Selective Sampling and Imitation Learning via Online Regression

We consider the problem of Imitation Learning (IL) by actively querying noisy expert for feedback. While imitation learning has been empirically successful, much of prior work assumes access to noiseless expert feedback which is not practical in many applications. In fact, when one only has access to noisy expert feedback, algorithms that rely on purely offline data (non-interactive IL) can be shown to need a prohibitively large number of samples to be successful. In contrast, in this work, we provide an interactive algorithm for IL that uses selective sampling to actively query the noisy expert for feedback. Our contributions are twofold: First, we provide a new selective sampling algorithm that works with general function classes and multiple actions, and obtains the best-known bounds for the regret and the number of queries. Next, we extend this analysis to the problem of IL with noisy expert feedback and provide a new IL algorithm that makes limited queries. Our algorithm for selective sampling leverages function approximation, and relies on an online regression oracle w.r.t.~the given model class to predict actions, and to decide whether to query the expert for its label. On the theoretical side, the regret bound of our algorithm is upper bounded by the regret of the online regression oracle, while the query complexity additionally depends on the eluder dimension of the model class. We complement this with a lower bound that demonstrates that our results are tight. We extend our selective sampling algorithm for IL with general function approximation and provide bounds on both the regret and the number of queries made to the noisy expert. A key novelty here is that our regret and query complexity bounds only depend on the number of times the optimal policy (and not the noisy expert, or the learner) go to states that have a small margin.

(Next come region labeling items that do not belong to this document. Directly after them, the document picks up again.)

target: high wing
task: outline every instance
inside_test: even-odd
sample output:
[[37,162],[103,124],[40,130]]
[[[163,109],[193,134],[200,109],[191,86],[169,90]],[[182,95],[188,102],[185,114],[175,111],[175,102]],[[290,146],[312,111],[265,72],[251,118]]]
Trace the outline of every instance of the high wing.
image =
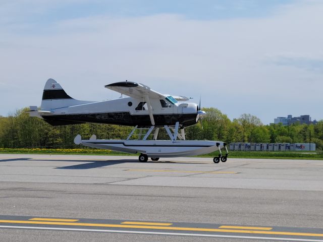
[[121,82],[112,83],[104,86],[109,89],[120,92],[129,97],[138,99],[142,99],[145,97],[151,99],[165,99],[165,96],[150,87],[133,82]]

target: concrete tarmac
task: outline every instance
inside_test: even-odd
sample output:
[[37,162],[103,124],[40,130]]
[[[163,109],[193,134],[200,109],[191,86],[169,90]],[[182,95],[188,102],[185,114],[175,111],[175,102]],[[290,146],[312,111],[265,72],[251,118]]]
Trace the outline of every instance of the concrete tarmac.
[[[0,241],[214,240],[204,236],[210,234],[217,241],[323,241],[321,161],[229,158],[214,164],[210,158],[176,158],[140,163],[134,156],[0,154]],[[33,218],[97,219],[90,223],[111,230],[106,225],[112,223],[119,231],[91,231],[88,222],[79,231],[74,224],[26,222]],[[128,233],[120,227],[123,221],[188,230],[136,225]],[[47,229],[13,228],[39,226]],[[55,230],[69,226],[73,229]],[[192,230],[222,226],[234,228]],[[272,230],[266,233],[263,228]],[[200,235],[188,234],[194,233]]]

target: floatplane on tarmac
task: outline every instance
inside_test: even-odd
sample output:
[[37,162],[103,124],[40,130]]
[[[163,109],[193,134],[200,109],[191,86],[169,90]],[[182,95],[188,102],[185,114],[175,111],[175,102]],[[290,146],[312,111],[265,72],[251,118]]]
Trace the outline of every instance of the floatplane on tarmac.
[[[50,79],[46,82],[40,110],[30,106],[31,116],[43,118],[52,126],[84,123],[107,124],[134,127],[125,140],[97,140],[95,135],[89,140],[78,135],[76,144],[123,152],[140,153],[139,160],[148,157],[157,161],[160,157],[201,155],[220,151],[214,163],[226,162],[229,152],[227,144],[221,141],[186,140],[185,128],[196,125],[205,112],[200,105],[189,102],[183,96],[164,95],[142,84],[122,82],[105,86],[122,94],[120,98],[102,101],[80,101],[69,96],[61,85]],[[129,97],[123,97],[123,95]],[[165,129],[168,140],[157,139],[160,129]],[[138,139],[131,139],[136,130]],[[148,139],[149,136],[152,139]],[[226,154],[223,155],[221,149]]]

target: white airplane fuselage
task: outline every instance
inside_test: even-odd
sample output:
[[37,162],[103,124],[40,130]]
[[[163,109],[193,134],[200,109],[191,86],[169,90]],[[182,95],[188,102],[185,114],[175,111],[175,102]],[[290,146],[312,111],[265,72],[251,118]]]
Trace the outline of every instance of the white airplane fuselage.
[[[118,83],[142,85],[130,82]],[[196,103],[177,101],[174,98],[172,101],[167,95],[156,92],[153,94],[155,93],[158,95],[157,97],[149,100],[144,97],[124,97],[99,102],[80,101],[71,98],[55,80],[49,79],[38,114],[52,126],[94,123],[150,127],[151,115],[156,127],[174,126],[179,122],[181,127],[184,128],[198,122],[198,107]]]

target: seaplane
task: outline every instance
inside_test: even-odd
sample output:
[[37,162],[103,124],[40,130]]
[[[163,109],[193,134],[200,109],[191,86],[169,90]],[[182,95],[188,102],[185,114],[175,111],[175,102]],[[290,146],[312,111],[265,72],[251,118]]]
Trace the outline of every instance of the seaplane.
[[[163,94],[141,83],[128,81],[104,87],[121,93],[120,98],[101,101],[76,100],[49,79],[45,84],[40,110],[37,106],[30,106],[28,112],[53,126],[92,123],[133,127],[125,140],[100,140],[93,135],[86,140],[78,135],[74,143],[139,153],[139,160],[142,162],[148,158],[155,161],[161,157],[191,156],[216,150],[220,154],[213,162],[227,161],[229,152],[225,142],[185,139],[185,129],[196,125],[207,115],[201,110],[200,99],[198,105],[185,96]],[[158,139],[160,129],[165,129],[169,140]],[[224,147],[224,155],[221,152]]]

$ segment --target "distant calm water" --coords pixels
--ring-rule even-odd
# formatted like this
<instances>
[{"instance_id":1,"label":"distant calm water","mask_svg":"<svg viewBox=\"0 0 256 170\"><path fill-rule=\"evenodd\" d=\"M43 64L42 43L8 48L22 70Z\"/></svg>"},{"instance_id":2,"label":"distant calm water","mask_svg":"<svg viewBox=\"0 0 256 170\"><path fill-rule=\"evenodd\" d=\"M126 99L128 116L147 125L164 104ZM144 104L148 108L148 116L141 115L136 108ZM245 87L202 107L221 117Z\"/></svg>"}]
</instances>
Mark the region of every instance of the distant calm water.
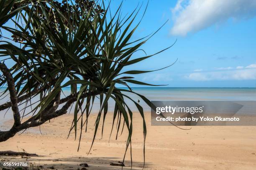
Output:
<instances>
[{"instance_id":1,"label":"distant calm water","mask_svg":"<svg viewBox=\"0 0 256 170\"><path fill-rule=\"evenodd\" d=\"M133 88L136 92L146 97L151 100L250 100L256 101L256 88ZM0 89L0 92L3 89ZM68 95L70 91L68 88L64 89L66 95ZM126 93L127 94L127 93ZM140 101L140 104L145 111L149 111L150 108L143 100L134 94L129 95L136 101ZM64 96L62 95L62 97ZM36 98L34 100L36 100ZM4 103L9 99L8 98L0 100L0 104ZM132 102L127 100L131 106L131 109L136 110ZM114 110L114 105L112 100L109 103L109 110ZM99 108L99 101L96 99L92 109L93 112L97 112ZM20 107L21 108L21 107ZM20 110L21 110L21 108ZM28 109L26 112L30 111ZM71 112L72 112L71 110ZM5 118L4 115L6 110L0 112L0 124L3 121L11 118L12 113L10 109Z\"/></svg>"}]
</instances>

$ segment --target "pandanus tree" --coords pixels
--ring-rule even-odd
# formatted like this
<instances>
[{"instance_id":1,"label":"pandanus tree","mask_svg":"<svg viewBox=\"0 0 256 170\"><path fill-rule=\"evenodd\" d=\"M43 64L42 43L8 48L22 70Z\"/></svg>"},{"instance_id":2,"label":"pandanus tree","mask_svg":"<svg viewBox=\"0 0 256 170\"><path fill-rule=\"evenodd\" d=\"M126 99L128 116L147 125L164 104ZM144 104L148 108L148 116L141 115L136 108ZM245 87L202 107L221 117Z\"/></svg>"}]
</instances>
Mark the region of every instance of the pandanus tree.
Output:
<instances>
[{"instance_id":1,"label":"pandanus tree","mask_svg":"<svg viewBox=\"0 0 256 170\"><path fill-rule=\"evenodd\" d=\"M122 118L128 132L125 150L131 142L133 112L125 99L132 101L141 115L145 142L143 108L127 94L138 95L154 108L148 100L130 87L133 84L153 85L134 80L129 75L154 70L123 70L171 46L151 55L134 58L141 46L159 29L131 41L140 22L133 23L140 8L123 17L121 6L111 13L109 4L106 5L103 1L0 0L0 86L6 87L1 96L10 98L10 101L0 105L0 110L11 108L14 121L9 130L0 131L0 142L65 114L71 107L74 110L70 131L74 131L76 138L77 122L82 120L81 139L95 99L98 98L100 106L92 145L101 119L104 125L110 98L115 101L113 125L115 121L120 124ZM11 37L3 35L4 30ZM13 63L9 68L5 64L8 60ZM127 88L118 88L118 84ZM61 98L64 88L69 88L70 94ZM40 99L33 103L36 96ZM20 108L22 104L26 104L24 108ZM33 109L26 115L30 116L23 120L20 109L29 107Z\"/></svg>"}]
</instances>

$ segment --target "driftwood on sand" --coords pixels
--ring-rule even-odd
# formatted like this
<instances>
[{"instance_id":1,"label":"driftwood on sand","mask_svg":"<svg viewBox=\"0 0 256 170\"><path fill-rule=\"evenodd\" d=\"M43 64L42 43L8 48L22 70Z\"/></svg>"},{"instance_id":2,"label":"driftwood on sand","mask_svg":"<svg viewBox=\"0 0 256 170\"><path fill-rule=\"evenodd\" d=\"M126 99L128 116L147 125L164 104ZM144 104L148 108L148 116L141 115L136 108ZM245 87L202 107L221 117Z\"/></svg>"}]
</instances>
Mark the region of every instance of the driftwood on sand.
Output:
<instances>
[{"instance_id":1,"label":"driftwood on sand","mask_svg":"<svg viewBox=\"0 0 256 170\"><path fill-rule=\"evenodd\" d=\"M113 163L110 162L110 165L111 166L125 166L125 165L122 162L120 161L118 161L118 163Z\"/></svg>"},{"instance_id":2,"label":"driftwood on sand","mask_svg":"<svg viewBox=\"0 0 256 170\"><path fill-rule=\"evenodd\" d=\"M29 153L25 152L14 152L10 150L7 150L5 151L0 151L0 155L5 155L5 156L38 156L38 155L35 153Z\"/></svg>"}]
</instances>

翻译：我们研究通过主动查询含噪声专家反馈的模仿学习（Imitation Learning, IL）问题。尽管模仿学习在实证中取得了成功，但先前的大多数工作假设能获取无噪声的专家反馈，这在许多实际应用中并不现实。事实上，当仅有含噪声专家反馈可用时，依赖纯离线数据（非交互式IL）的算法需要极其庞大的样本量才能有效。与此相反，本研究提出了一种交互式IL算法，通过选择性采样主动查询含噪声专家反馈。我们的贡献有两个方面：首先，我们提出了一种适用于通用函数类和多动作场景的新型选择性采样算法，在遗憾值和查询次数上取得了当前最优的界。其次，我们将该分析扩展至含噪声专家反馈的IL问题，提出了一种查询次数有限的IL新算法。我们的选择性采样算法利用函数近似，并依赖于针对给定模型类别的在线回归预言机来预测动作，以及决定是否查询专家标签。在理论层面，我们算法的遗憾值上界受限于在线回归预言机的遗憾值，而查询复杂度则额外取决于模型类别的eluder维度。我们通过下界证明该结果是紧致的。我们将选择性采样算法扩展至通用函数近似的IL场景，并给出了针对含噪声专家的遗憾值与查询次数的界。此处的一个关键创新在于，我们的遗憾值与查询复杂度仅取决于最优策略（而非含噪声专家或学习器）访问具有小间隔状态的总次数。